C’est évident qu’il y a, malheureusement, un clash entre ces deux institutions. Je dis malheureusement car j’étais parmi les premiers à dire qu’il est essentiel pour notre système de justice pénale que ces deux institutions créées et protégées par la Constitution puissent travailler de concert afin de combattre la criminalité.
Comment le DPP peut-il usurper les pouvoirs du CP ?
Il est clair que le CP a un point de vue sur ses pouvoirs sous la Constitution. Idem pour le DPP. Récemment, la rétention des services d’avocats du privé par le CP et non à ceux du DPP a suscité le débat.
Il y a aussi une grande interrogation sur la définition du terme « criminal proceedings ». Nous sommes conscients que la Constitution confère des pouvoirs au DPP qui ne peuvent être questionnés ; il est habilité à poursuivre qui il veut et il peut reprendre ou arrêter une poursuite judiciaire.
Toutefois, la Constitution ne fait pas mention de « prosecution » mais de « criminal proceedings ». Est-ce que ce terme inclut une accusation provisoire et le « bail hearing » ou est-ce seulement lorsqu’il y a une accusation formelle contre une personne traduite devant un tribunal ?
La police considère qu’en tant que client, le bureau du DPP, qui le représente, aurait dû s’aligner sur sa position.
Ce geste ne peut-il pas être considéré comme un affront au DPP ?
Je suis d’avis que nous ne pouvons laisser perpétuer ce clash. Je considère que c’est un bon « move » (de la part du CP ; NdlR) de demander à la Cour suprême de trancher dans cette affaire, de sorte à savoir où commencent et où s’arrêtent exactement les pouvoirs de chacun. Le plus tôt sera le mieux car ces deux institutions doivent travailler main dans la main.
De quelle manière les agissements du DPP peuvent-ils « impacter négativement » les enquêtes de police, tels qu’avancé par le CP dans sa plainte ?
En tant qu’avocat, nous savons qu’il y a une pratique établie que lorsqu’une personne est arrêtée avec une certaine quantité de drogue, la police objecte à sa libération sous caution. Le représentant du DPP, en cour, lui emboîtera le pas. Le sujet sera débattu entre ce dernier et l’avocat du suspect et c’est le tribunal qui sera appelé à trancher.
Mais récemment, sans que je ne dise qui a raison ou qui a tort, il y a eu un cas où le bureau du DPP n’a pas objecté à la remise en liberté d’un suspect. Cela n’a clairement pas plu à la police qui estime que l’enquête n’avait même pas démarré, d’une part et qu’il y avait des raisons d’objecter, d’autre part. La police considère qu’en tant que client, le bureau du DPP, qui le représente, aurait dû s’aligner sur sa position. Mais il est clair que le DPP a, lui, un autre point de vue sur la question.

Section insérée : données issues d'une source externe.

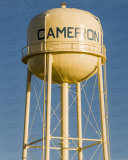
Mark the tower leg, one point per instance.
(102, 110)
(48, 107)
(79, 121)
(64, 121)
(26, 118)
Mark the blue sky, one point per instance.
(14, 19)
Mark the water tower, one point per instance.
(65, 46)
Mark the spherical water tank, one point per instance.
(72, 36)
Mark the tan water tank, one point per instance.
(72, 36)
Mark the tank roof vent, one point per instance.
(63, 5)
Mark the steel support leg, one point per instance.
(64, 121)
(48, 107)
(26, 118)
(102, 110)
(79, 121)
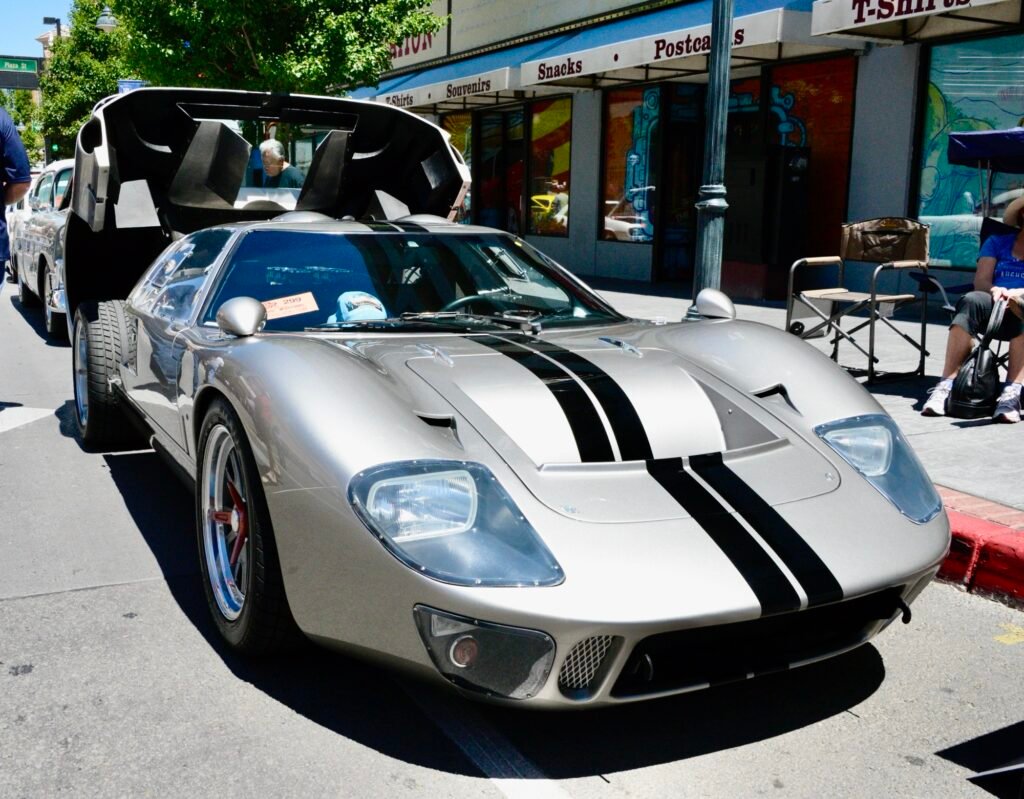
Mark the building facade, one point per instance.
(584, 124)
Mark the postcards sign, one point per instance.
(754, 29)
(837, 15)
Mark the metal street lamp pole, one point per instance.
(712, 205)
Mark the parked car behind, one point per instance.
(36, 244)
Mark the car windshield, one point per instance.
(398, 281)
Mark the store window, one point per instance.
(460, 126)
(971, 86)
(811, 106)
(630, 163)
(550, 140)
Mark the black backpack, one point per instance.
(977, 385)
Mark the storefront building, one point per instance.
(585, 134)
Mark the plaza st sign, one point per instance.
(453, 90)
(762, 28)
(837, 15)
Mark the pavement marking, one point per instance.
(16, 416)
(1013, 635)
(501, 762)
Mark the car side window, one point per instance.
(60, 186)
(172, 287)
(43, 191)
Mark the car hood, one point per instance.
(582, 416)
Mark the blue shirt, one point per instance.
(14, 170)
(1009, 270)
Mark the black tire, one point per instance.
(101, 418)
(56, 326)
(264, 624)
(25, 295)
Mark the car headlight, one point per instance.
(453, 521)
(876, 448)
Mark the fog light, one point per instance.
(464, 652)
(492, 658)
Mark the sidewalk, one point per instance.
(977, 465)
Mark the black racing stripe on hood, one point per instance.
(591, 438)
(815, 578)
(769, 583)
(411, 226)
(626, 424)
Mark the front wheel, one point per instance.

C’est mieux que ce soient des institutions déjà financées par l’État qui représentent le CP.
Et vous, qu’en pensez-vous ?
En ce qui me concerne, j’estime qu’il y avait une solution simple à tout ça. Lorsque la police demande au DPP d’objecter à la remise en liberté sous caution d’un suspect en invoquant certaines raisons, il est important que les deux parties communiquent si le DPP estime que ces motifs ne suffisent pas à priver la personne de sa liberté.
Mais cette prérogative ne relève-t-elle pas du DPP uniquement ?

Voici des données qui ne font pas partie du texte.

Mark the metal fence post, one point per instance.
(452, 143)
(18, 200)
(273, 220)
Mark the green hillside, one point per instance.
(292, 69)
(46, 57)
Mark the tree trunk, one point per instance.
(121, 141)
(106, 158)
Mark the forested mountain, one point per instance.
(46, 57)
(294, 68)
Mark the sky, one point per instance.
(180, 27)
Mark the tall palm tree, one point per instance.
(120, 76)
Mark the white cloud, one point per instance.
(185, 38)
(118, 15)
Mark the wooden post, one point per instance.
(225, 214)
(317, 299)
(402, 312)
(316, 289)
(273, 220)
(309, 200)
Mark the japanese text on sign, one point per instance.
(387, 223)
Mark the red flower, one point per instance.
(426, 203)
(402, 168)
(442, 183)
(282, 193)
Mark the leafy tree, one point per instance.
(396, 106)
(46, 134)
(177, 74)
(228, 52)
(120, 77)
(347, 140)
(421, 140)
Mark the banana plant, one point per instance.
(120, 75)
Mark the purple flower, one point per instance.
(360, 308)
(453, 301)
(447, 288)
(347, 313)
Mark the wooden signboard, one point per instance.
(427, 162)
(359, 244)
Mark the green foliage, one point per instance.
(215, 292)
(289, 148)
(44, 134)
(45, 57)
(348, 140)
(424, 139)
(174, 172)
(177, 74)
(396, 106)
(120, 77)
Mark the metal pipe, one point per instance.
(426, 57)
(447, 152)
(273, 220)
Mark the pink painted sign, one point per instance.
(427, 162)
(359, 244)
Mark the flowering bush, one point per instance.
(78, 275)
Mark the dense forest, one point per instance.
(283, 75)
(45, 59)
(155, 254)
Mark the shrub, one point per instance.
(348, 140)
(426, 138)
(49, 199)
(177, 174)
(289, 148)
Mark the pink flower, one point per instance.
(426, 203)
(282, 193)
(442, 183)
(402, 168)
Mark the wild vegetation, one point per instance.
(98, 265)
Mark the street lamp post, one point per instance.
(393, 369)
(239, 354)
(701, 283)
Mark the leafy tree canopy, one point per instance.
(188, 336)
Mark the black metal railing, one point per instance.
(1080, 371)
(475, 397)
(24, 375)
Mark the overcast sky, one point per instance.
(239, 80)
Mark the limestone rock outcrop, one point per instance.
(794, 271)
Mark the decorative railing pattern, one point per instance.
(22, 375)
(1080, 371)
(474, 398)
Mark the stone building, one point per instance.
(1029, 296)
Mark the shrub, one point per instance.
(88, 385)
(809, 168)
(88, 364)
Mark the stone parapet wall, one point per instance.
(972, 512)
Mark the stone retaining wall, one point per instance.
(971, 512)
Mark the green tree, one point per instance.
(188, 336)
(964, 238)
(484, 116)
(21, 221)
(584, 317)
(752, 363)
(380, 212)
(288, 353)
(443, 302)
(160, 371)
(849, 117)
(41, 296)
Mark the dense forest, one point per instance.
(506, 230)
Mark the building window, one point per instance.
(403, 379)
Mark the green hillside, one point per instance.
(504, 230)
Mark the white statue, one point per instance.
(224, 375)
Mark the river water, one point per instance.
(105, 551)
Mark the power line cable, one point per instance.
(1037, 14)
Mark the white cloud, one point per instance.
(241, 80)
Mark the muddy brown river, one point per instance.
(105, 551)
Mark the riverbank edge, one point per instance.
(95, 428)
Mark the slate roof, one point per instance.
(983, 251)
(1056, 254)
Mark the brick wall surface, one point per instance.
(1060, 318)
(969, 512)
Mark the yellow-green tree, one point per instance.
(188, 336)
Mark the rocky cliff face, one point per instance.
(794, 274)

Je comprends le DPP qui dispose d’un pouvoir absolu sous la Constitution, mais je comprends aussi la position du CP car il est responsable du combat contre la criminalité et le trafic de drogue. Si en tant que client il dit disposer de suffisamment d’éléments pour objecter à une remise en liberté sous caution, c’est qu’il a raison.
Le CP a choisi de retenir les services d’avocats du privé dans l’affaire, dont ceux d’un Britannique. Peut-il y avoir une perception que c’est le public qui devra payer pour un conflit qu’il n’a pas demandé ?
En temps normal, c’est le bureau du DPP ou celui de l’Attorney General qui représente la police. Mais lorsqu’il y a un conflit entre le DPP lui-même et la police, celle-ci estimant que ses instructions ne sont pas suivies et qu’il y a un manque de confiance, que faisons-nous ? Chacun campe sur ses positions. En attendant, il y a des procès qui attendent d’être écoutés en cour.
Je ne vois donc rien d’anormal pour le CP de retenir les services d’avocats du privé. J’estime toutefois que cela doit se faire de manière judicieuse et lorsque c’est vraiment nécessaire. Qui plus est, aucune loi n’oblige la police, qui dispose de son propre budget et qui gère ses propres affaires, à devoir obligatoirement retenir les services d’avocats du bureau du DPP.
C’est toutefois mieux que ce soient des institutions déjà financées par l’État qui représentent le CP. Il faut souligner que ce n’est pas une première. Cela a été fait dans le passé, mais c’est aujourd’hui qu’il y a une polémique autour de cela. Ce serait bien aussi que la Cour suprême puisse également statuer sur la question.
Je le redis : c’est mieux que le DPP représente la police et c’est mieux que le bureau de l’Attorney General représente les institutions. Mais lorsqu’il y a un clash, la police devrait pouvoir, à sa discrétion, retenir les services d’avocats du privé.